James Donald Farrar (5 October 1923 - 26 July 1944) was an English poet.

==Biography==
Farrar was born on 5 October 1923 in London, the second son of Donald Frederic Farrar (1897–1982), a former Royal Flying Corps supply pilot, and Mabel Margaret Farrar, née Hadgraft (1896–1985). He lived in Carshalton, a small village in Surrey, England. He attended the local grammar school, Sutton Grammar School, before working in London.

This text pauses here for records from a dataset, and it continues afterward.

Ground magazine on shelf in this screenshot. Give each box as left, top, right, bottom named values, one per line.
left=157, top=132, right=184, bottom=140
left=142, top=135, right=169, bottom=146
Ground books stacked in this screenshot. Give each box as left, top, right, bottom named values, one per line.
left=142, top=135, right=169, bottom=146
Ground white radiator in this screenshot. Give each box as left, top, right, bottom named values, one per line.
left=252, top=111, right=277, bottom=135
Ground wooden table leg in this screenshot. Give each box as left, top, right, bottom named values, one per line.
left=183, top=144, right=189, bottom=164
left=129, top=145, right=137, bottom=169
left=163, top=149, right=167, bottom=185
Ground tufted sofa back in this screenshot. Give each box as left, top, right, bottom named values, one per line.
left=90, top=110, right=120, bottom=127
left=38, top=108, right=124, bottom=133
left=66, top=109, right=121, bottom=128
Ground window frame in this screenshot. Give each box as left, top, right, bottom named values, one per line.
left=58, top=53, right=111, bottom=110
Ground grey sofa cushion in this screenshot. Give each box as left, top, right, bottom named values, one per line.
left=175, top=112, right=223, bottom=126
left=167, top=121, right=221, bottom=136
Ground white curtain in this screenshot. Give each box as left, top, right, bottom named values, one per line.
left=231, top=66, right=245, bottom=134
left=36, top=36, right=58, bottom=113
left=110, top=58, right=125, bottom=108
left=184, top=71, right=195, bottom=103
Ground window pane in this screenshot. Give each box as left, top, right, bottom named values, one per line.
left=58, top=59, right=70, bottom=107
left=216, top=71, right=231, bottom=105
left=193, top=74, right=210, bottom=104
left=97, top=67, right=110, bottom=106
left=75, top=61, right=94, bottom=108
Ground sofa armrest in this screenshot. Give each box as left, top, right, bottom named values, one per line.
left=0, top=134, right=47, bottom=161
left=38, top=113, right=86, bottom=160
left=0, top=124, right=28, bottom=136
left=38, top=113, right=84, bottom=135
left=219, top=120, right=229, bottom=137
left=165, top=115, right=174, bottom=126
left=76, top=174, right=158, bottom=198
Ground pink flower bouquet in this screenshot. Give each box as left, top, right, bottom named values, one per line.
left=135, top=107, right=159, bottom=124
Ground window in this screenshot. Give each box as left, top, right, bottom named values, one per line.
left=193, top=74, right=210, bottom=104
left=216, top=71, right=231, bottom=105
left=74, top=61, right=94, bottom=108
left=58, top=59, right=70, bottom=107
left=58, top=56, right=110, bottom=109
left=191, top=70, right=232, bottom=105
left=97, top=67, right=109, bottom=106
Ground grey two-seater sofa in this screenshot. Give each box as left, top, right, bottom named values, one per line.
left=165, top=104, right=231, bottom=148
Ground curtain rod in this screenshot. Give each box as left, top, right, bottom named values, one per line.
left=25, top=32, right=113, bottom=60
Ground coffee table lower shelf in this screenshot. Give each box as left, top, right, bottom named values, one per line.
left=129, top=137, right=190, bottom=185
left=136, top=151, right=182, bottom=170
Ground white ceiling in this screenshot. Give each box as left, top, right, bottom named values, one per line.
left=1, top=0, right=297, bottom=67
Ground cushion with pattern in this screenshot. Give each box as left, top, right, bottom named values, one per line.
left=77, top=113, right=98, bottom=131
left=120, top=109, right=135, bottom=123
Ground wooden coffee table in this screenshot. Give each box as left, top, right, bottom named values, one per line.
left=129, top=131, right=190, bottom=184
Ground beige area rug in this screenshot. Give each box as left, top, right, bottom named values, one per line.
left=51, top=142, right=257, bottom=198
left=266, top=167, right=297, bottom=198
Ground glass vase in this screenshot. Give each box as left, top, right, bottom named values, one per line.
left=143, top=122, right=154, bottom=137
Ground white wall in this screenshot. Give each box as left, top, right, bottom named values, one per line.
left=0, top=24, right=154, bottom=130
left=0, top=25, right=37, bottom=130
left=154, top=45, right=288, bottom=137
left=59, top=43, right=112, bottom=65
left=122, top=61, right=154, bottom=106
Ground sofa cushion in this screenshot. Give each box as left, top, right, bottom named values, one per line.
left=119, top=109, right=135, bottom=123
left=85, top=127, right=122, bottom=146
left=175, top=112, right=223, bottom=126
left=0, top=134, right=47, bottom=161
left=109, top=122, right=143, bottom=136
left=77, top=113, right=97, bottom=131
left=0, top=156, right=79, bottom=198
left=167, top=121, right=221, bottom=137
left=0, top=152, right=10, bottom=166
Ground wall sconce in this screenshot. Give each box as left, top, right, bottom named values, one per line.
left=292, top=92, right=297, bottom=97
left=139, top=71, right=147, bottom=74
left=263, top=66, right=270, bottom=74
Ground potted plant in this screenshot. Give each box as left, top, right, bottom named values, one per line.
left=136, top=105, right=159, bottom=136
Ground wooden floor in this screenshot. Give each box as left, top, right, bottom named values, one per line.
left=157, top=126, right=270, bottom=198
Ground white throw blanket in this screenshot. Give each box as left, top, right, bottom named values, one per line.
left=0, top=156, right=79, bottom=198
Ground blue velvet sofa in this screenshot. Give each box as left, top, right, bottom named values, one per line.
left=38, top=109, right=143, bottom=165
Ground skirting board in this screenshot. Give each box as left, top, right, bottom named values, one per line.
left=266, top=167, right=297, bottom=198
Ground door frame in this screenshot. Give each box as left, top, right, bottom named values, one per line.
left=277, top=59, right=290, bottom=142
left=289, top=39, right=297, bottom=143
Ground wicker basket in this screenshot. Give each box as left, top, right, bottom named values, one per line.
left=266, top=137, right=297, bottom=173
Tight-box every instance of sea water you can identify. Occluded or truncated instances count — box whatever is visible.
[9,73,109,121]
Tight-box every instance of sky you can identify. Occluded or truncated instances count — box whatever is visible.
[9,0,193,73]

He was the younger brother of the aeronautical engineer David J. Farrar – references to David appear throughout his published writings – and first cousin of Stewart Farrar.

As Farrar had volunteered for the RAF, he was called up in February, 1942 and received his commission as Pilot Officer the following year, serving as a flight navigator of a de Havilland Mosquito with 68 Squadron. On the night of 25–26 July 1944, Flight Lieutenant Frederick John Kemp, with Farrar as navigator, were detailed to intercept a V-1 flying bomb over the Thames Estuary. There was no further contact with their Mosquito aircraft, which was posted as missing. Although Kemp's body was later found, Farrar's body has never been recovered.

==Literary achievements==
A collection of James Farrar's poetry and prose was published in 1950 by Williams & Norgate in an anthology entitled, "The Unreturning Spring", edited by Henry Williamson. A new edition, with a revised introduction by Henry Williamson, was published by Chatto & Windus in 1968. An abridged version, "Spring Returning" edited by Christopher Palmer, was published in 1986.

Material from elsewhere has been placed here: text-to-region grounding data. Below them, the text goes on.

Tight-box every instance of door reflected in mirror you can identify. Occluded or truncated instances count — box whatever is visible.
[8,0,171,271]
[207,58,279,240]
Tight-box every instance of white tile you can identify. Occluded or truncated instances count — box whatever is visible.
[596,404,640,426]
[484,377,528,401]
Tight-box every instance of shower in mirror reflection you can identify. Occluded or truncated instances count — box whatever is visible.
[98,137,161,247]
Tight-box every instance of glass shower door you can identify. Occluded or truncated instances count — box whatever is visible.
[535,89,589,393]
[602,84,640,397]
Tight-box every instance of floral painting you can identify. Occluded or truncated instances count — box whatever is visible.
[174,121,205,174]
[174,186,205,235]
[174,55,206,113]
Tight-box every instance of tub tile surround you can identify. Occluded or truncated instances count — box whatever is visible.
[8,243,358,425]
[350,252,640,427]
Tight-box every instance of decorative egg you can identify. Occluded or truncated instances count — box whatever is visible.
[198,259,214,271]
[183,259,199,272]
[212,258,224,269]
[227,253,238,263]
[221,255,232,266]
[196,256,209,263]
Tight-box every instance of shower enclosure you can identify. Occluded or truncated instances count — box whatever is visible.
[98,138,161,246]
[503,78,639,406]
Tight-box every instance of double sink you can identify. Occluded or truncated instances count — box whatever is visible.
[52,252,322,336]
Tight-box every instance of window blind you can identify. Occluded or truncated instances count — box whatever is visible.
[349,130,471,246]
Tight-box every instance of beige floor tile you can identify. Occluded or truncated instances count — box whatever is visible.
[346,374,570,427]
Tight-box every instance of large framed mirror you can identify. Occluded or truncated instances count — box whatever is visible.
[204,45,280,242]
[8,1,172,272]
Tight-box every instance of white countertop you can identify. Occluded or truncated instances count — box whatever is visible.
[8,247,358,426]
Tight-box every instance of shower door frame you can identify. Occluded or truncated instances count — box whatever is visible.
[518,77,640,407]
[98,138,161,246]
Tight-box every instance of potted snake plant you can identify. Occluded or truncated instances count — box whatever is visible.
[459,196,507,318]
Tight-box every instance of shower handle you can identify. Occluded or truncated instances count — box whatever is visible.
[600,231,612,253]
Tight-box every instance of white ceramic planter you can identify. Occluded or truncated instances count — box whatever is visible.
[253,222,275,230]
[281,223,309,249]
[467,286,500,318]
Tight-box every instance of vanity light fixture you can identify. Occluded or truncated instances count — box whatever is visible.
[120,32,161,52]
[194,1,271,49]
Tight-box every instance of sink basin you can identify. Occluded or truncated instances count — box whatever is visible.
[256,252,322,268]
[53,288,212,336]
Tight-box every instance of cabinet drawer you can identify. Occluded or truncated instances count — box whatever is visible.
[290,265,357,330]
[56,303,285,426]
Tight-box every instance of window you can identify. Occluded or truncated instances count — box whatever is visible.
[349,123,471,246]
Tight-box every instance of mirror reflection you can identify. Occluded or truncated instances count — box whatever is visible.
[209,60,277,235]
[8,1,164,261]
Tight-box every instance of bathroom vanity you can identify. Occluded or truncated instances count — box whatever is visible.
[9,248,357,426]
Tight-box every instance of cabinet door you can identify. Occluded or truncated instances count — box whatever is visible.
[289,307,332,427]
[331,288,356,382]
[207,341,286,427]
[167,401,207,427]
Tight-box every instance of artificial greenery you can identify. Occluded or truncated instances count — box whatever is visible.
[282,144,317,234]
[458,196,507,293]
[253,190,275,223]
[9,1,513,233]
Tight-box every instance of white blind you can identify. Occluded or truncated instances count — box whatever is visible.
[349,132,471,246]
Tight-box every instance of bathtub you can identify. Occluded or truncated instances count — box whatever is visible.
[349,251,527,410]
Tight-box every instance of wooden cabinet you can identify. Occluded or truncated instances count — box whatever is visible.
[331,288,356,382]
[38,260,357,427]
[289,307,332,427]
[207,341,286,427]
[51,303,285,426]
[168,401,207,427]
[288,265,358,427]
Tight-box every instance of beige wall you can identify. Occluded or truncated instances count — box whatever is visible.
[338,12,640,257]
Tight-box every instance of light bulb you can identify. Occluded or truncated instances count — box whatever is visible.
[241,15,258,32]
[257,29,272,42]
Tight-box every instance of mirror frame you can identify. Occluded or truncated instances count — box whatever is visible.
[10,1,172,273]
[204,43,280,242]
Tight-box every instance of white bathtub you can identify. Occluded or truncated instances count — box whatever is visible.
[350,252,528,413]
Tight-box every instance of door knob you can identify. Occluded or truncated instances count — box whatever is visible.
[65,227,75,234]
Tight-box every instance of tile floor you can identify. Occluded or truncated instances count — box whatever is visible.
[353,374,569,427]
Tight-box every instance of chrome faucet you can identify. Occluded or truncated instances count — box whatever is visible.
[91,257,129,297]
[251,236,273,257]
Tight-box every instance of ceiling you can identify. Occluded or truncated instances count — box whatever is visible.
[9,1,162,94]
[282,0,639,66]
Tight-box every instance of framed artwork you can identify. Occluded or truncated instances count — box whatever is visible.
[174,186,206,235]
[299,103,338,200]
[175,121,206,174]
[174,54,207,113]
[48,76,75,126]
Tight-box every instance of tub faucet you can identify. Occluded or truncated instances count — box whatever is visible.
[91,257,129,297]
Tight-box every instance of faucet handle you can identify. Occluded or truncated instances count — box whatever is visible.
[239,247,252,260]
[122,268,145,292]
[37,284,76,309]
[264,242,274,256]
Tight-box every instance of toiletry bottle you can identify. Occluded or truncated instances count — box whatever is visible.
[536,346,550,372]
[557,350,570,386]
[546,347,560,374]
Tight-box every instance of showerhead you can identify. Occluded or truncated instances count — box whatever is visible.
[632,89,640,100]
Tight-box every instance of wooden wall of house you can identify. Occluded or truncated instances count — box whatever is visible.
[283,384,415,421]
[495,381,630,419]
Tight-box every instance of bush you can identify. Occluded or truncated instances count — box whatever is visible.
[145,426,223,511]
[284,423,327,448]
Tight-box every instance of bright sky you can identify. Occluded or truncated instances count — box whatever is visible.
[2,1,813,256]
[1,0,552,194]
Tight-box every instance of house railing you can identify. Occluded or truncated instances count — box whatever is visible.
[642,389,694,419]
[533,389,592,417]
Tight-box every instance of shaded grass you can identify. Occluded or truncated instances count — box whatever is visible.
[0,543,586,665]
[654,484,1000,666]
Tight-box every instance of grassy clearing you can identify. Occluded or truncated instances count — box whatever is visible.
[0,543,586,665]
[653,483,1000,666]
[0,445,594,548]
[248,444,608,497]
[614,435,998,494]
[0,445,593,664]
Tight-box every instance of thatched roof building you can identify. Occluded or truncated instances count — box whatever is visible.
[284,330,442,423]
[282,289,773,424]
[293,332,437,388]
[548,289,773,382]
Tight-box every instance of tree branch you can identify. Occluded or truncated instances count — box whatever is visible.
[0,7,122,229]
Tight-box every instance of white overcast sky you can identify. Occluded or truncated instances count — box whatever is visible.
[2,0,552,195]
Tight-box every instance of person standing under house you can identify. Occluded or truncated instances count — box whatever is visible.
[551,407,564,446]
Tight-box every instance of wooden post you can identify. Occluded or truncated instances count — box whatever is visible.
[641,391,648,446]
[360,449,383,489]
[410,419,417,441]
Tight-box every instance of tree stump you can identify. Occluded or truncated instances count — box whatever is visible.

Seven poems from "The Unreturning Spring" were set to music in 1965 by Trevor Hold as a song cycle for soprano, baritone and chamber orchestra.

His life has also been documented by Alwyn Trubshaw, Farrar's former English teacher from Sutton Grammar School. Trubshaw has been quoted as saying, "I say taught English, but it would be truer to say I taught English in his presence only. He had no need of my teaching. He was a natural born writer."

More recently, the Autumn of 2008 heralded a resurgence of interest in James Farrar, with a public performance of his writings taking place at The Charles Cryer Theatre, in Surrey; and re-publication of "The Unreturning Spring".